The S&P 500 registered its fourth consecutive advance on Tuesday, climbing 0.6%. The Dow Jones Industrial Average (+0.7%) outperformed the benchmark index while the Nasdaq (+0.3%) lagged after starting the session in-line with the S&P. The tech-heavy Nasdaq posted a modest advance after the exchange experienced an intraday data dissemination issue that prevented index quotes from being sent out for nearly an hour. However, the issue was isolated to the index while individual components traded normally. One of the components that contributed to the Nasdaq's underperformance was Apple (AAPL 520.03, -2.67). The largest tech stock lost 2.5% after its below-consensus gross margin guidance overshadowed its earnings beat on above-consensus revenue.

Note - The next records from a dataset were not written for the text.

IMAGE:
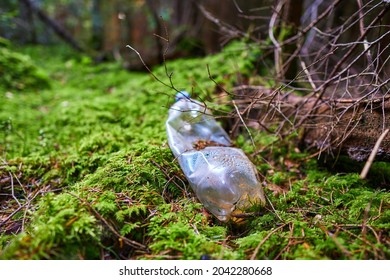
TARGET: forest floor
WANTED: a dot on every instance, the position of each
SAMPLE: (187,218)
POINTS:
(86,173)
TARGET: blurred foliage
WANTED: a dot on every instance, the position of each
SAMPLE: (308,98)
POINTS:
(94,178)
(18,71)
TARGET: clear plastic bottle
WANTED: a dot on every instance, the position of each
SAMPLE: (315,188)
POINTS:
(222,177)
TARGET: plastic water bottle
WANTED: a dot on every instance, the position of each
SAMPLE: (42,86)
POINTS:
(222,177)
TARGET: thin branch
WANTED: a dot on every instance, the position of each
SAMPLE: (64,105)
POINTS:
(374,151)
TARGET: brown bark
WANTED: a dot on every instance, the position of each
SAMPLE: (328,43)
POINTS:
(344,126)
(51,23)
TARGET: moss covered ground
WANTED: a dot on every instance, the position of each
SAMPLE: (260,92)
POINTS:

Wednesday saw the S&P 500 register its first decline in five sessions (-0.5%). Small caps faced additional selling pressure as the Russell 2000 fell 1.4%. Stocks held modest losses into the afternoon, but slid to fresh lows after the Federal Reserve released its latest policy directive, which was little changed from prior statements. Most notably, the directive acknowledged the recent slowdown in the housing sector and noted that fiscal policy is presenting a headwind to growth. In addition, the Committee dropped the reference to "tightening financial conditions" that appeared in the September statement. While the statement did not throw the market any taper-related curveballs, it may have been perceived to be somewhat hawkish as the Committee did not alter its outlook to account for the impact from the partial government shutdown. All ten sectors settled in the red, but their losses were limited to less than 0.8%. Defensive sectors led to the downside, and consumer staples (-0.8%) ended at the bottom of the leaderboard.

On Thursday, the S&P 500 ended with a modest loss of 0.4%, trimming its October gain to 4.5%. Small caps displayed notable weakness during morning trade, but the Russell 2000 ended not far behind the S&P with a loss of 0.5%. Equity indices spent most of the session near their respective flat lines even after more than 250 companies reported their quarterly results since Wednesday's close. Trading volume was subdued until the last 30 minutes of action when a surge in trading activity sent equity indices to lows while pushing the final NYSE volume tally over 900 million shares.